Diriwayatkan oleh Ahmad [14565], an-Nasai, al-Bazzar, at-Thabari, Ibnu al-Mundzir, al-Baihaqi, dan dishahihkan oleh al-Hakim, dari Jabir ra., dari Nabi Saw., beliau Saw. bersabda:

“Sesungguhnya al-‘asyr itu sepuluh hari bulan kurban, al-watr adalah hari Arafah, as-syaf'u adalah hari kurban.

1. Dari Ibnu Abbas ra.. ia berkata: Rasulullah Saw. bersabda:

“Tiada amal shaleh di beberapa hari lebih dicintai Allah melebihi hari-hari ini, yakni sepuluh hari.” Mereka bertanya: Wahai Rasulullah, tidak juga dengan jihad fi sabilillah? Beliau Saw. bersabda: “Ya, tidak juga dengan jihad fi sabilillah, kecuali jika orang itu keluar membawa dirinya dan hartanya (untuk berjihad) lalu dia tidak pulang kembali membawa salah satu pun dari keduanya dari jihad itu.” (HR. Ibnu Majah [1727], Abu Dawud, Ahmad, ad-Darimi dan al-Baihaqi)

Tirmidzi meriwayatkan hadits ini dan ia berkata: hadits Ibnu Abbas ini adalah hadits hasan gharib shahih.

Diriwayatkan pula oleh at-Thabrani dalam kitab al-Mu'jam al-Ausath [1777] dari jalur Ibnu Mas'ud dan dari jalur Abu Qatadah ra. [4398].

2. Dari Hunaidah bin Khalid dari isterinya, dari sebagian isteri-isteri Nabi Saw.:

“Bahwa Rasulullah Saw. biasa berpuasa sembilan hari dari bulan Dzulhijjah, pada hari Asyura, dan tiga hari dari setiap bulan, Senin yang pertama dari bulan itu dan dua Kamis.” (HR. an-Nasai [2417])

Ahmad [26991] meriwayatkan hadits ini dengan redaksi:

“Dari Hafshah dia berkata: Empat hal yang tidak biasa ditinggalkan Nabi Saw.: puasa hari Asyura, sepuluh (hari pertama dari bulan Dzulhijjah), tiga hari dari setiap bulan, dan dua rakaat sebelum shalat subuh.”

Abu Dawud [2437] meriwayatkan hadits ini dengan redaksi:

“Rasulullah Saw. biasa berpuasa sembilan hari dari bulan Dzulhijjah, hari ‘Asyura, dan tiga hari dari setiap bulan, pada Senin yang pertama dari bulan itu dan hari Kamis.”

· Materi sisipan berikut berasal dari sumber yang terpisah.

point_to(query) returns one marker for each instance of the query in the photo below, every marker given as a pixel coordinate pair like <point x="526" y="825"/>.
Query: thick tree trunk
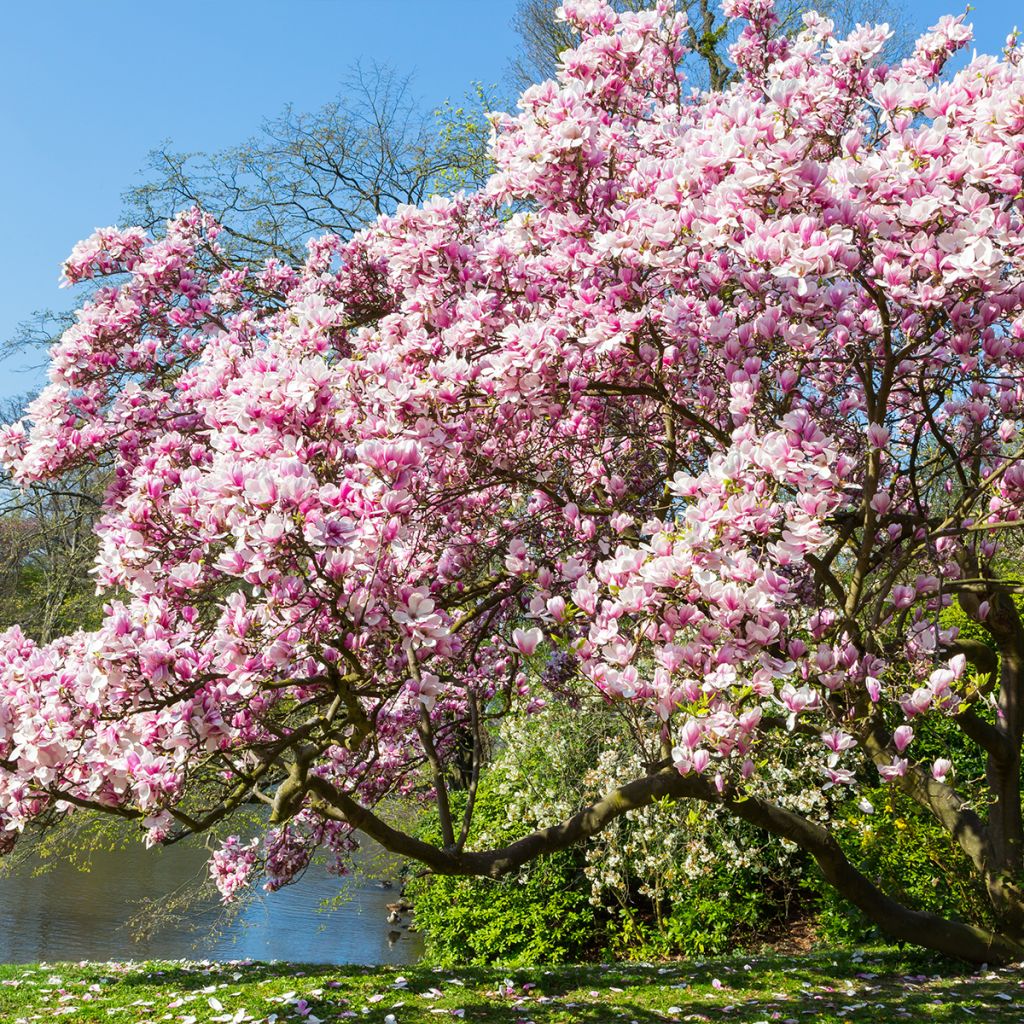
<point x="964" y="941"/>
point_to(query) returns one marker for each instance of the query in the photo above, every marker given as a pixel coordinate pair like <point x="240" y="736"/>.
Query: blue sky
<point x="86" y="90"/>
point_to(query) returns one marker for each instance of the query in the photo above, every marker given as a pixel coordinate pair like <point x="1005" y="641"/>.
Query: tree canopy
<point x="702" y="408"/>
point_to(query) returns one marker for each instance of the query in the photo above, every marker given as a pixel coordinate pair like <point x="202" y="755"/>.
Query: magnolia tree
<point x="709" y="402"/>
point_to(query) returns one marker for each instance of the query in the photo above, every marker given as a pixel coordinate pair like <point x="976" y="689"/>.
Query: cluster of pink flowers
<point x="619" y="408"/>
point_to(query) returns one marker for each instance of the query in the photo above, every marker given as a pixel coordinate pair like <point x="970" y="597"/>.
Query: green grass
<point x="878" y="986"/>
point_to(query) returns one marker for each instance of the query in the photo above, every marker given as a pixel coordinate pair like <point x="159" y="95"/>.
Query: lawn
<point x="876" y="986"/>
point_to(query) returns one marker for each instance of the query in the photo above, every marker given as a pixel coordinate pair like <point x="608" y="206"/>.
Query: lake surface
<point x="69" y="914"/>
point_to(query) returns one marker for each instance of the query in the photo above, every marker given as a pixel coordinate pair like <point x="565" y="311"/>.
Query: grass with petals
<point x="876" y="986"/>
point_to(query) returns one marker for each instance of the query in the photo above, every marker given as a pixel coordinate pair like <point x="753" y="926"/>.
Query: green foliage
<point x="539" y="915"/>
<point x="906" y="854"/>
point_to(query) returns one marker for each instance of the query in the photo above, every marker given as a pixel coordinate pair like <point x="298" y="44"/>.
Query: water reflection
<point x="68" y="914"/>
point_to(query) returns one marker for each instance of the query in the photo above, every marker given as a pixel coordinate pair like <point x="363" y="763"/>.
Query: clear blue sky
<point x="87" y="89"/>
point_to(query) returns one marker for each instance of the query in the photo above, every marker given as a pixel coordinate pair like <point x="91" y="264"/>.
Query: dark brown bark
<point x="965" y="941"/>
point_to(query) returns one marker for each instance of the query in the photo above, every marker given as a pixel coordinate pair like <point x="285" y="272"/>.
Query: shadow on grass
<point x="879" y="986"/>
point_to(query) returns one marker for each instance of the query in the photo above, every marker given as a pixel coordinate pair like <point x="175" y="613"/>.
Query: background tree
<point x="336" y="169"/>
<point x="704" y="411"/>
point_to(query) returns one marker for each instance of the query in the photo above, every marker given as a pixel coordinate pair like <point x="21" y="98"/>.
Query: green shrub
<point x="539" y="915"/>
<point x="907" y="855"/>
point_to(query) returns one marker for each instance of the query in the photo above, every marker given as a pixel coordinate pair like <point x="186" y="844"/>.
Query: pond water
<point x="69" y="914"/>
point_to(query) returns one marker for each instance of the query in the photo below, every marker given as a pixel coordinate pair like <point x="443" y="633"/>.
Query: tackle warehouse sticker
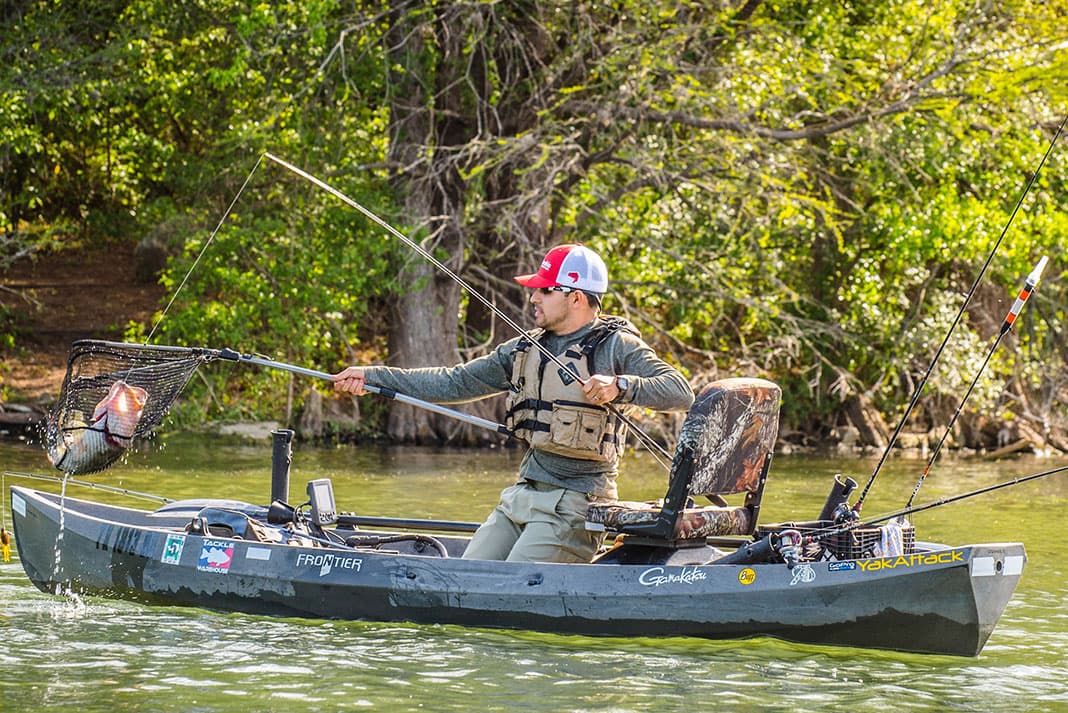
<point x="172" y="549"/>
<point x="216" y="556"/>
<point x="944" y="557"/>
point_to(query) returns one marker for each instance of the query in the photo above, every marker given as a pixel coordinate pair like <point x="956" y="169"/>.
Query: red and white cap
<point x="569" y="266"/>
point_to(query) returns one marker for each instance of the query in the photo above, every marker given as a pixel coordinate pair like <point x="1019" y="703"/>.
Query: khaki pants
<point x="536" y="522"/>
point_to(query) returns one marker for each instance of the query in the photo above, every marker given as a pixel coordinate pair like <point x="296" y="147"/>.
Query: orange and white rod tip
<point x="1029" y="286"/>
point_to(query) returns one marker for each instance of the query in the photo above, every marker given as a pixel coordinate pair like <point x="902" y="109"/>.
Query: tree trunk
<point x="425" y="131"/>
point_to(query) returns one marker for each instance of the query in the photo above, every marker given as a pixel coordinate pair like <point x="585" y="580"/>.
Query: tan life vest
<point x="546" y="406"/>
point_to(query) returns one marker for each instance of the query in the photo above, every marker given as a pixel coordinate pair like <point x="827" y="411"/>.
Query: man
<point x="575" y="443"/>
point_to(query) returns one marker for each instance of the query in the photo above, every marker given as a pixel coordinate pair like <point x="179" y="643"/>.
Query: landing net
<point x="111" y="394"/>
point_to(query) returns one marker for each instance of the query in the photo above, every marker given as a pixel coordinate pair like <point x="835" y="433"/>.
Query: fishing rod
<point x="956" y="320"/>
<point x="645" y="438"/>
<point x="788" y="543"/>
<point x="89" y="484"/>
<point x="230" y="354"/>
<point x="1029" y="286"/>
<point x="942" y="501"/>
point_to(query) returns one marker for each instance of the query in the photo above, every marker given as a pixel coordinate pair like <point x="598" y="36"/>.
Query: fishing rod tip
<point x="1037" y="272"/>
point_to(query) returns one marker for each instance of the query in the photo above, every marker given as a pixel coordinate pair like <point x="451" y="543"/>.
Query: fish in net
<point x="113" y="393"/>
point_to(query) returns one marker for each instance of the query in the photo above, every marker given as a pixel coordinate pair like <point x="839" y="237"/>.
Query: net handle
<point x="234" y="355"/>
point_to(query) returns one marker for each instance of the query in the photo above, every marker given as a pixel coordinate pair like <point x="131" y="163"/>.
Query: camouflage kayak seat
<point x="724" y="447"/>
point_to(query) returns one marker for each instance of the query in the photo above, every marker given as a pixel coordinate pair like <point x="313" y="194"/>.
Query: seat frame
<point x="660" y="532"/>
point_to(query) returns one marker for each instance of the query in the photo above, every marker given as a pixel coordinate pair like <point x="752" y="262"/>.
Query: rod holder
<point x="839" y="494"/>
<point x="281" y="459"/>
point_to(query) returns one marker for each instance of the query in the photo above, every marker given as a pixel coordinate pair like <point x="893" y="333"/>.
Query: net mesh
<point x="113" y="393"/>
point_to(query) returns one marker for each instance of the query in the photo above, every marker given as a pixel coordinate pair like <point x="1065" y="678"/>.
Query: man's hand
<point x="600" y="389"/>
<point x="350" y="381"/>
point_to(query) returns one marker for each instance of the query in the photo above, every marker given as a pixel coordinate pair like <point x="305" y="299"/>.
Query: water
<point x="100" y="654"/>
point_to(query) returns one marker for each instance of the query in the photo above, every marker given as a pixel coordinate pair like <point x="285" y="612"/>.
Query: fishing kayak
<point x="936" y="599"/>
<point x="672" y="568"/>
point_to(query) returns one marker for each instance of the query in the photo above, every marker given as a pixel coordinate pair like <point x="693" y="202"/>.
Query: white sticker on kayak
<point x="1014" y="565"/>
<point x="257" y="553"/>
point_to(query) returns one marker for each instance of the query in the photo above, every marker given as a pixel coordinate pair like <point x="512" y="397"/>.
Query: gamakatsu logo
<point x="911" y="560"/>
<point x="328" y="563"/>
<point x="655" y="576"/>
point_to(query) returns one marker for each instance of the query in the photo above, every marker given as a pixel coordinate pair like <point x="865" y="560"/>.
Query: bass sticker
<point x="172" y="549"/>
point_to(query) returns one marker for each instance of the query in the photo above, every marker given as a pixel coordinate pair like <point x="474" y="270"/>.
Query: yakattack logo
<point x="216" y="556"/>
<point x="327" y="563"/>
<point x="912" y="560"/>
<point x="655" y="576"/>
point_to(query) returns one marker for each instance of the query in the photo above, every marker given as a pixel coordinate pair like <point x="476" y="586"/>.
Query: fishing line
<point x="953" y="327"/>
<point x="89" y="484"/>
<point x="207" y="244"/>
<point x="656" y="448"/>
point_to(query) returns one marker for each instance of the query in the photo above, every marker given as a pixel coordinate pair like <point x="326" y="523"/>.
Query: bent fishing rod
<point x="1029" y="287"/>
<point x="960" y="314"/>
<point x="645" y="438"/>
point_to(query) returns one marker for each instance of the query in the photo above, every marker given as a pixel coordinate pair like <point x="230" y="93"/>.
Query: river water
<point x="100" y="654"/>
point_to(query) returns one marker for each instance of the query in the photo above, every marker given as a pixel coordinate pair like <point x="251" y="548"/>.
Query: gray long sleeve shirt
<point x="653" y="384"/>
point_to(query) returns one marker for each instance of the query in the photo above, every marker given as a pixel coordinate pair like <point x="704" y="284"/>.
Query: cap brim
<point x="536" y="280"/>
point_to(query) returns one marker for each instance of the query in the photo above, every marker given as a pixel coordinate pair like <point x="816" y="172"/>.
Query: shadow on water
<point x="101" y="654"/>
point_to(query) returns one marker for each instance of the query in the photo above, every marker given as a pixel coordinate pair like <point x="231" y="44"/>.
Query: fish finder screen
<point x="320" y="494"/>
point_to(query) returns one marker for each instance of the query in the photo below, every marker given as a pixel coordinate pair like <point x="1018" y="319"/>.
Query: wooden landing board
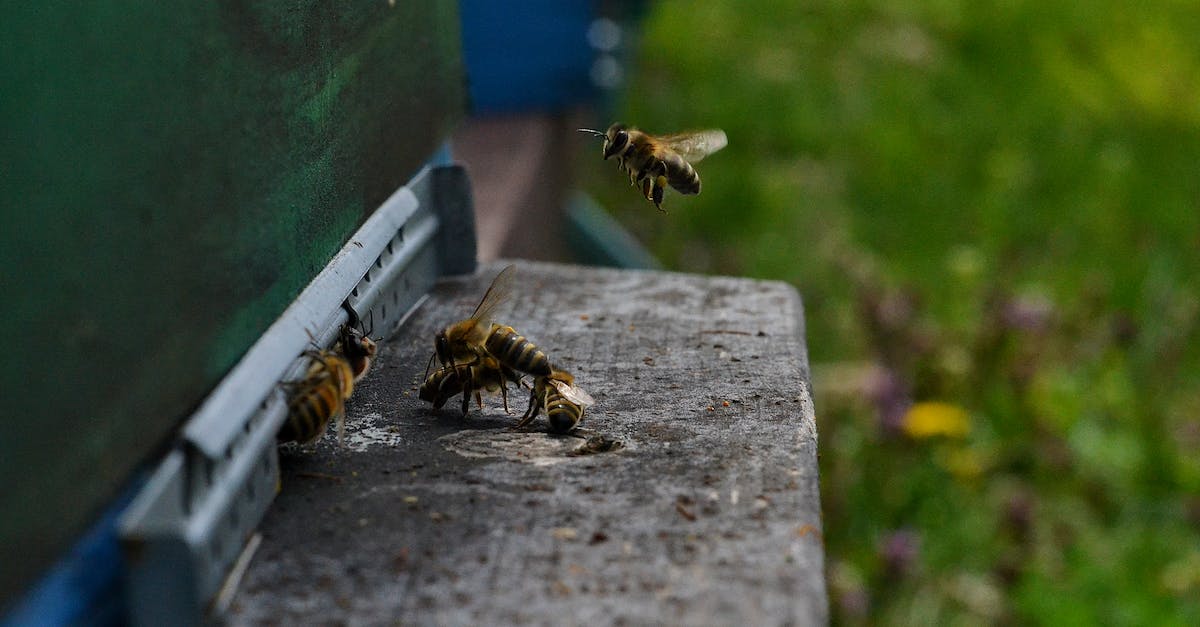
<point x="709" y="514"/>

Adapun hadits yang diriwayatkan dari Aisyah ra., ia berkata:

“Aku tidak melihat Rasulullah Saw. berpuasa pada sepuluh hari sama sekali.” (HR. Muslim [2789], Abu Dawud, an-Nasai, Tirmidzi, Ibnu Majah dan Ahmad)
Maka hadits ini hanya menunjukkan batas pengetahuan Aisyah, dan ucapan ini bersifat menegasikan (an-nafyu), sedangkan hadits-hadits kami di atas bersifat menetapkan (al-itsbat), di mana penetapan (al-itsbat) lebih kuat daripada pengingkaran (an-nafyu). Karena itu, siapa yang melihat dan mengetahui suatu perkara menjadi hujjah yang mengalahkan orang yang tidak melihat dan tidak mengetahui perkara itu. Berdasarkan hal itu, hadits ini tidak layak menasakh hadits-hadits yang mengatakan sunahnya puasa tersebut.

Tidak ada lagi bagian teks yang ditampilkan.